Background: Nevirapine is an antiretroviral medication that prevents human immunodeficiency virus cells from multiplying in the blood. This study was undertaken to ascertain whether nevirapine administration affects bile secretion in albino Wistar rats. Methods: Male and female albino Wistar rats (n=20, 50-125 g body weight) at the start of the experiment were used for the study. Rats in the control group (n=10) were administered normal saline (0.4 mg/kg body weight) + normal rodent chow, whereas the nevirapine group (n=10) were fed by gavage nevirapine (0.4 mg/kg body weight) two times daily (07:00 h and 18:00 h) in addition to normal rodent chow for 12 weeks. All animals were allowed free access to clean drinking water. Biliary secretion, cholesterol, bilirubin, conjugated and unconjugated bilirubin levels, and bile electrolytes were measured. Results: Biliary secretion in the nevirapine-treated group was significantly lower (p<0.05) than in the control group. Total cholesterol, total bilirubin and unconjugated bilirubin were significantly higher (p<0.001) in the nevirapinetreated group when compared to control. Conjugated bilirubin was also increased in the nevirapine-treated group though not statistically different from the control. Electrolytes (sodium and chlorine) content of bile were significantly lower (p<0.01 and p<0.001) in the nevirapine-treated group when compared to control. However, (potassium and bicarbonate) content of bile were significantly higher (p<0.05 and p<0.001) in the nevirapine-treated group when compared to control. Conclusion: Long term administration of nevirapine may lead to reduction in biliary secretion, increase bilirubin/ cholesterol levels and alter bile electrolytes’ composition. This implies that NVP may provoke liver damage.

Keywords

Nevirapine; Biliary secretion; Cholesterol; Bilirubin; Conjugated/Unconjugated bilirubin; Bile electrolytes; Liver

Introduction

Nevirapine (NVP) is an antiretroviral (ARV) medication that prevents human immunodeficiency virus (HIV) cells from multiplying in the blood. Dramatic reductions in HIV-infected patients who have had access to highly active antiretroviral therapy (HAART) have been recorded [1]. Widespread use of HAART has led to dramatic reductions in morbidity and mortality among individuals infected with the HIV-1 [2,3]. NVP may cause severe or life threatening liver toxicity, usually emerging in the first six weeks of treatment [4,5]. When HIV disease is associated with a viral hepatitis, other pharmacological treatments are needed concurrently and if substance abuse is still present (including intake of alcohol, heroin and methadone), the risk of increased drug-drug interaction and end-organ toxicity is increased significantly especially because of the central role of liver tissue in drug metabolism [6,7]. NVP like other antiretroviral (ARV) agents have side effects and toxicities which affect the gastrointestinal system [8,9]. The human immunodeficiency virus type one (HIV-1), a causal organism of acquired immunodeficiency syndrome (AIDS), destroys immune system thereby allowing any opportunistic infections leading to death of the patient [10]. HIV-1 is known to be transmitted by transfer of blood or blood products, semen, vaginal fluid, pre-ejaculated fluid, breast milk and using intravenous drug containing injections. HIV- 1 infects the T-lymphocytes helper cells containing CD+ receptor on the surface Cunningham et al. [11] or macrophages and dendrite cells and destroy them rapidly which lead to sharp decline in their counts. When the number of CD4+ T lymphocytes declines below a critical level (<200/ul), there is a complete collapse of cell-mediated immunity and the body becomes prone to opportunistic infections by any pathogen. The entry of HIV-1 into CD4+T cells or macrophages occurs via interaction between the glycoproteins (gp120) present on the viral envelope and the CD4 receptor present on the target cells. Certain specific co-receptors which are chemokine co-receptors such as CXCR4 (for T-lymphocytes) or CCR5 (for macrophages) are also needed for the internalization of virus into the cells after docking [12].
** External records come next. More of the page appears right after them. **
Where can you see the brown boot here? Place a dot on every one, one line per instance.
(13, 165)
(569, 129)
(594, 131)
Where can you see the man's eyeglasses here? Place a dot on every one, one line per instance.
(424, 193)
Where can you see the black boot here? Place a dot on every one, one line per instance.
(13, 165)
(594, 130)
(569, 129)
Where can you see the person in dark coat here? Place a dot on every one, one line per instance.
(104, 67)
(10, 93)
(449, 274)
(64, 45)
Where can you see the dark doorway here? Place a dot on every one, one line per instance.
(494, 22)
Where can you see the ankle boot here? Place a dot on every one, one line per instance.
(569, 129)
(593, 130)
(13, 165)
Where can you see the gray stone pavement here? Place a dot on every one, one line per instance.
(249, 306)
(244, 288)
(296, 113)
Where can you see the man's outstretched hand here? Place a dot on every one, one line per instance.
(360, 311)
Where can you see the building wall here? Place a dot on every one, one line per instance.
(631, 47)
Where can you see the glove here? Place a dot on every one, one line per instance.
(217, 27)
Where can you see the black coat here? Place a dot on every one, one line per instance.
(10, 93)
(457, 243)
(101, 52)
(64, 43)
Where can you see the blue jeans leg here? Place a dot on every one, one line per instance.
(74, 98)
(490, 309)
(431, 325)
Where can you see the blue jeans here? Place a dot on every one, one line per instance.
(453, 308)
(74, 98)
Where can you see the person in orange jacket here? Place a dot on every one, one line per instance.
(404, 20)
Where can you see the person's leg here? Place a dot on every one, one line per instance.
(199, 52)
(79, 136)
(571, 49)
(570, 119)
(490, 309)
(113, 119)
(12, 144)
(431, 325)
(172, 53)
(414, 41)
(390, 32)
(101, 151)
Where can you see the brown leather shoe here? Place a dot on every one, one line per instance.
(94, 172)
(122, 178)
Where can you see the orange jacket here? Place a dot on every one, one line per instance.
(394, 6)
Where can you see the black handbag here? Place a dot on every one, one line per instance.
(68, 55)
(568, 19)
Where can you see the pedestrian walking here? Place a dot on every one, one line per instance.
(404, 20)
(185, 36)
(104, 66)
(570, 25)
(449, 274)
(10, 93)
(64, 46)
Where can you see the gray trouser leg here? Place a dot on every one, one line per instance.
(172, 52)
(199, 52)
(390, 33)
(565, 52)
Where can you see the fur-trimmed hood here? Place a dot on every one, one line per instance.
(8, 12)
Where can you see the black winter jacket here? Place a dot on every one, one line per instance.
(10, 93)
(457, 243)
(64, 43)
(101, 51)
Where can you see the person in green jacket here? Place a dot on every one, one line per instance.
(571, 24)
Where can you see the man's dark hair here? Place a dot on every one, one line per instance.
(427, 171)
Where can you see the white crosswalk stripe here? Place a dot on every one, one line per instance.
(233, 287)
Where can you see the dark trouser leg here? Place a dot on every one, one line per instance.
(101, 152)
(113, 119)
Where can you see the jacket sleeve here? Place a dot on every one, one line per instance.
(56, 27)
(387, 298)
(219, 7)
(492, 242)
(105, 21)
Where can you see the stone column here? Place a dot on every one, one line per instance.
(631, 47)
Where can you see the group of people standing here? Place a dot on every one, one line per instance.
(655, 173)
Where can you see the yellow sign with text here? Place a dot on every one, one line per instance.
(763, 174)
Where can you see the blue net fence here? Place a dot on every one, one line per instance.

One of the many functions of the liver is to secrete bile, and bile plays important role in fat digestion and absorption Guyton and Hall [13]; the liver also serves as a means of excretion of several important waste products from the blood [13]. Bile secretion by the liver cells is normally stored in the gall bladder. Water, sodium, chloride and most other small electrolytes are continually absorbed through the gall bladder mucosa, and concentrating the bile constituents that contain the bile salts, cholesterol, lecithin and bilirubin [13]. Most of this gall bladder absorption is caused by active transport of sodium through the gall bladder epithelium, and followed by secondary absorption of chloride ions, water and most other diffusible constituents [13].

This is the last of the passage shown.